Seven patients (adults and children) with TEN, 4 controls with drug-induced maculopapular rashes, and 7 healthy controls were evaluated.
Enzyme-linked immunosorbent assay was used to measure serum concentration of soluble FasL; immunohistochemical staining of skin biopsy tissue was used to detect keratinocyte expression of Fas and FasL. The lytic capacity of keratinocyte FasL was evaluated using Fas-sensitive Jurkat cells overlaid on the skin frozen sections. Keratinocyte apoptosis was evaluated by flow cytometric methodology.
Patients with TEN had elevated serum sFasL (concentrations were virtually undetectable in control groups). Keratinocytes expressed increased FasL but similar amounts of Fas compared with controls. The lytic capacity of FasL expressed on keratinocytes was greatly increased, but could be blocked completely by incubation with FasL-blocking antibody. Apoptosis was inducible in human keratinocytes by recombinant sFasL. However, preincubation of keratinocytes with IVIG prevented recombinant sFasL-induced apoptosis. Conversely, incubating the recombinant sFasL with IVIG did not inhibit apoptosis (implicating blockade of Fas receptor as the rescue mechanism). Depletion of anti-Fas immunoglobulin from the IVIG (on an affinity column) also abrogated the ability of IVIG to block Fas-mediated keratinocyte cell death.

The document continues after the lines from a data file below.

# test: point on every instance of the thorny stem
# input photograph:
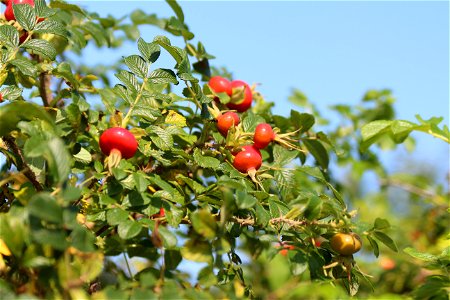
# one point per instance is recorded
(45, 80)
(138, 97)
(22, 165)
(128, 265)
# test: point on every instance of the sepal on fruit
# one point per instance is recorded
(113, 159)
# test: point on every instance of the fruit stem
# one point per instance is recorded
(138, 97)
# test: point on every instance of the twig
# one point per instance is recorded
(279, 220)
(44, 88)
(21, 163)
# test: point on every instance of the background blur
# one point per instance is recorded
(332, 51)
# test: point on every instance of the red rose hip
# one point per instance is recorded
(245, 101)
(120, 139)
(226, 121)
(249, 158)
(220, 84)
(9, 12)
(263, 136)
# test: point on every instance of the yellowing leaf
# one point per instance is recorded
(4, 250)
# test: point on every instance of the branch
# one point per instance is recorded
(44, 88)
(21, 163)
(279, 220)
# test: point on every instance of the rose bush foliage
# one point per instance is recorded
(78, 223)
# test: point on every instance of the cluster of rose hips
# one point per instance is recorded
(249, 159)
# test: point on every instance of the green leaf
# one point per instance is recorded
(11, 92)
(314, 208)
(116, 216)
(386, 240)
(302, 121)
(137, 65)
(283, 156)
(25, 16)
(197, 250)
(55, 238)
(163, 138)
(262, 215)
(420, 255)
(162, 76)
(53, 27)
(204, 224)
(140, 181)
(381, 224)
(25, 66)
(177, 53)
(42, 10)
(434, 287)
(316, 173)
(169, 239)
(45, 207)
(129, 229)
(150, 51)
(374, 244)
(40, 47)
(67, 6)
(205, 161)
(298, 263)
(144, 111)
(138, 17)
(83, 156)
(13, 113)
(9, 36)
(129, 80)
(172, 259)
(174, 118)
(250, 122)
(98, 33)
(64, 70)
(194, 185)
(82, 239)
(58, 159)
(318, 151)
(244, 200)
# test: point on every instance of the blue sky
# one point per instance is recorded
(332, 51)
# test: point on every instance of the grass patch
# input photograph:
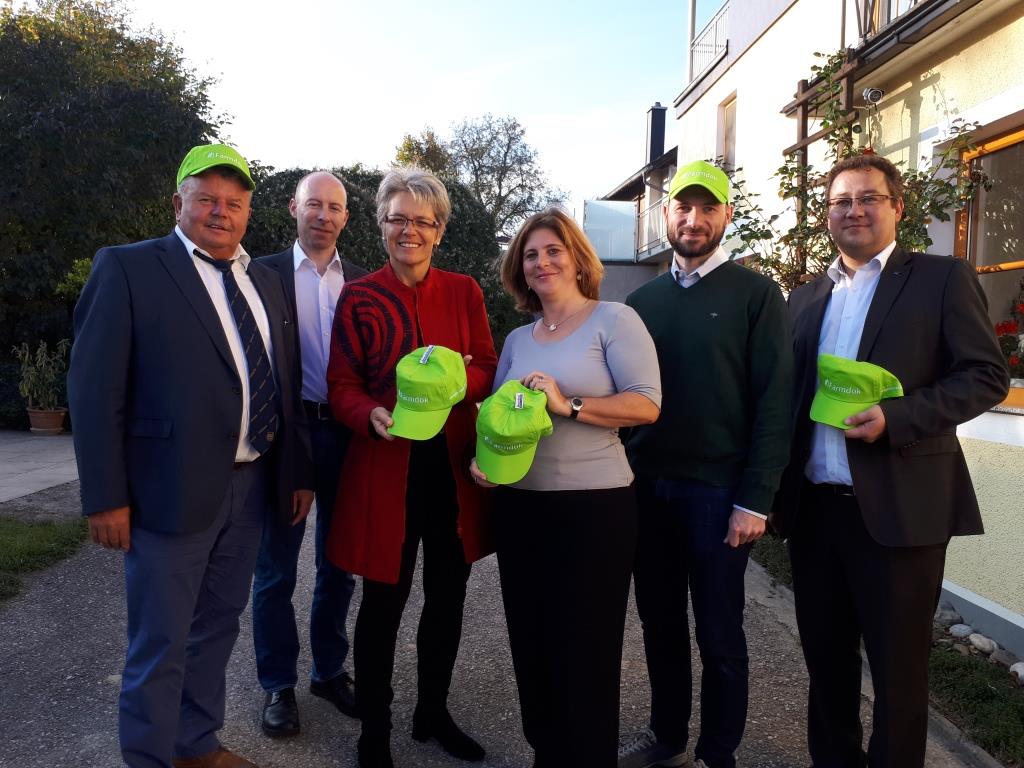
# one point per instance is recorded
(979, 696)
(33, 546)
(982, 699)
(773, 555)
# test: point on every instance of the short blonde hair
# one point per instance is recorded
(423, 185)
(588, 265)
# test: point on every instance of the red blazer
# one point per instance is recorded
(378, 321)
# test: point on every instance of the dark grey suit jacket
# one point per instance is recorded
(929, 325)
(155, 395)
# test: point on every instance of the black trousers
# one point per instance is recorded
(564, 558)
(431, 515)
(848, 586)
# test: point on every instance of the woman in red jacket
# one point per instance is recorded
(393, 492)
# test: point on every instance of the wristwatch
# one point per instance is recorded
(577, 404)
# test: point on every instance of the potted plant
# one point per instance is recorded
(42, 384)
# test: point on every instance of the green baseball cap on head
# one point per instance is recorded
(510, 424)
(847, 387)
(205, 157)
(430, 381)
(699, 173)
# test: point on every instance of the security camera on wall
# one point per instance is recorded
(873, 95)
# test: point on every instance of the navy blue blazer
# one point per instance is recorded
(155, 397)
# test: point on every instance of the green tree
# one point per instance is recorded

In an open, noncontrolled pilot study, 10 patients with TEN received IVIG at doses ranging from 200 to 750 mg/kg/day for 4 days. The progression of skin disease was interrupted in all 10 within 2 days. All experienced healing and a favorable outcome.
Fas-FasL interactions are directly involved in TEN, a disease in which keratinocyte apoptosis is increased and lytic FasL is up-regulated. IVIG, by blocking the Fas receptor, may be an effective treatment.
This study is a wonderful example of research moving from bedside to bench back to bedside. Controlled studies are needed, but an additional indication for IVIG may be on the horizon. In addition, more specific therapies for this disorder, and possibly others, are likely to be developed now that the immunologic mechanism has been elucidated.